In its next phase, planned for 2024 and 2025, the project will focus on implementing an Accelerated Learning Programme (ALP), to give out-of-school children the opportunity to access quality learning and complete primary school. To achieve this, UNICEF is supporting the National Institute for Educational Development (INDE) in developing a new comprehensive school curriculum for the ALP. Through the accelerated learning programme, six years of the primary school curriculum are provided in a condensed time frame over three years. This new accelerated education program is being tailored specifically for teenagers who haven't had the opportunity to start school when they were 6 years old or could not, for various reasons, complete the final year of elementary school, the sixth grade, before they were 12 years old.

This is Adja’s case. The young woman only entered school when she was 14 and now, at the age of 19, she has only completed the third year of elementary school. Unfortunately, the school does not continue past grade 4 in the village of Padjama. Children beyond this grade must attend a neighboring school, 14 kilometers away, that provides grades 5 and 6. The Accelerated Learning Programme will give adolescents and youth like Adja the opportunity to finish their studies in their communities.

“Now the girls are all very well educated and polite”, says Fatumata Djau. The 65-year-old woman represents the group of mothers in the village of Cutame, also in the region of Gabu, and says she is satisfied with the work ANADEC has been doing.

Parents’ support is essential. The project recognizes the need for a foundational shift in behavior and actively invests in parental education to prevent intergenerational conflicts. This means ANADEC’s volunteers have regular conversations with community elders and traditional leaders, where they share what they are teaching to the adolescents and teenage girls. The objective is to equip parents with the tools to address teenage questions without judgment and to help them understand and protect children’s and girls' rights.

In Cutame, the teenagers decided to put on a play to beat bashfulness. Inside the village school, and in front of their parents, teachers, and community leaders, they performed a show about children's rights, to show what they have learned.

Uma Embalo, 16 years old, tells us the girls meet twice a week in the school of Cutame and she loves the conversations. She is now in 5th grade and wants to be a doctor in the future. She is happy her family is not forcing her to marry at an early age.
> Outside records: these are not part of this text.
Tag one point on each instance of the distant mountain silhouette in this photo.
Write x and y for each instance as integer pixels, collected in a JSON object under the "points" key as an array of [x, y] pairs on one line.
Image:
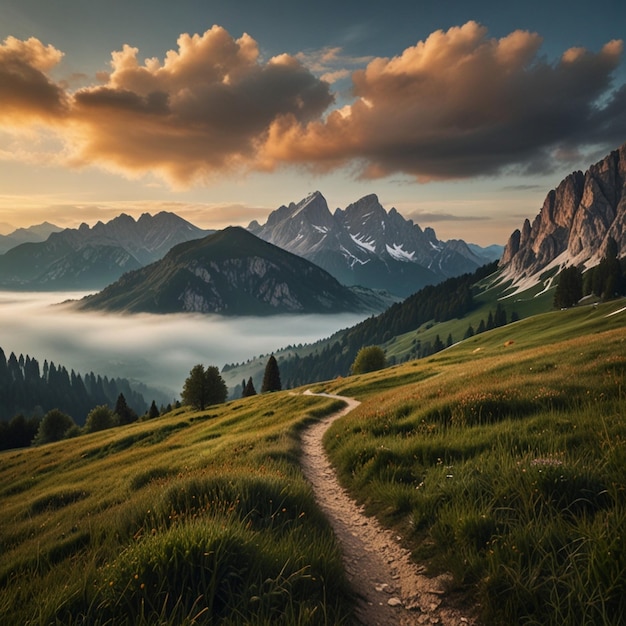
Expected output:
{"points": [[575, 224], [366, 245], [90, 258], [33, 234], [231, 272]]}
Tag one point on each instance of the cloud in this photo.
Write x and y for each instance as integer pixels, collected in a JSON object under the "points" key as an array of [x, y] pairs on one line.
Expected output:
{"points": [[158, 350], [204, 110], [431, 217], [27, 94], [460, 104]]}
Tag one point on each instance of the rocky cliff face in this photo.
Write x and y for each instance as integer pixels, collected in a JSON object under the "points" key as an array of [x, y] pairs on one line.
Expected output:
{"points": [[575, 223]]}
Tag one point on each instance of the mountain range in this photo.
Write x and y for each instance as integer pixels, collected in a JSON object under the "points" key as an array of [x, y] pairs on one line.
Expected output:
{"points": [[34, 234], [231, 272], [91, 258], [364, 244], [574, 226]]}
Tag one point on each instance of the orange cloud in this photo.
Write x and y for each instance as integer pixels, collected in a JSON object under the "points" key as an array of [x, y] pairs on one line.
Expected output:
{"points": [[27, 95], [206, 108], [456, 105]]}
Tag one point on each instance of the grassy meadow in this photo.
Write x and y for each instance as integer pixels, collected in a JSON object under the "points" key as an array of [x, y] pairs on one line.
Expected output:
{"points": [[501, 459], [504, 462], [194, 518]]}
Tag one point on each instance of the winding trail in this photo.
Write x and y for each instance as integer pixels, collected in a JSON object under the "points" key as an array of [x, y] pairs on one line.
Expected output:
{"points": [[391, 590]]}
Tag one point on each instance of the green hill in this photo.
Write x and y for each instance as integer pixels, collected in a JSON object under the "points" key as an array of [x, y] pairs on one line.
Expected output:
{"points": [[231, 272], [501, 459]]}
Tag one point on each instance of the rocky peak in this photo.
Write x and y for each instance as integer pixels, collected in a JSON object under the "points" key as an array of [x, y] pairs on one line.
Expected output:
{"points": [[575, 222]]}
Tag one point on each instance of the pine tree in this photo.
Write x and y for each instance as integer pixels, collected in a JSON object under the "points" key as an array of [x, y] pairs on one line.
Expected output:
{"points": [[153, 411], [271, 376], [369, 359], [249, 389], [203, 388], [124, 413]]}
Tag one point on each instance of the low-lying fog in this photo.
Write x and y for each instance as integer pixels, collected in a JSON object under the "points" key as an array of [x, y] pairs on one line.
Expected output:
{"points": [[158, 350]]}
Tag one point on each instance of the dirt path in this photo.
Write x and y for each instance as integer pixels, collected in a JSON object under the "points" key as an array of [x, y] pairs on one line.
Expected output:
{"points": [[390, 587]]}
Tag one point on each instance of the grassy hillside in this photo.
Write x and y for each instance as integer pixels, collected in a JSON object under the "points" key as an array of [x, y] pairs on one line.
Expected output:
{"points": [[501, 459], [191, 518]]}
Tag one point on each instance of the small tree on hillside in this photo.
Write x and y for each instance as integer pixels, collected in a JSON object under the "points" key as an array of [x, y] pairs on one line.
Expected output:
{"points": [[271, 377], [369, 359], [153, 411], [249, 389], [125, 414], [53, 427], [569, 289], [100, 418], [203, 388]]}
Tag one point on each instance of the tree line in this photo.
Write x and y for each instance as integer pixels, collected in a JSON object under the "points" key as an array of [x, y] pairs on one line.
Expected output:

Uma Embalo after the meeting in the school of Cutame
UNICEF Guinea-Bissau/2023/Ernesto Uma Embalo after the meeting in the school of Cutame

The significant increase in girls attending school is also a result of the behavioral change occurring in the two villages. Before the start of the activities, the Padjama school had around 150 students and most were boys. Now, they have more than 450, between boys and girls. In Cutame, the school has now mores students and even started giving classes at night to adult men and women. 

With these community youth dialogues adolescents and teenage girls have room to grow and develop, without fear or shame. “I really like the talks”, says, Adja, while Fanta and Cadidja smile and agree.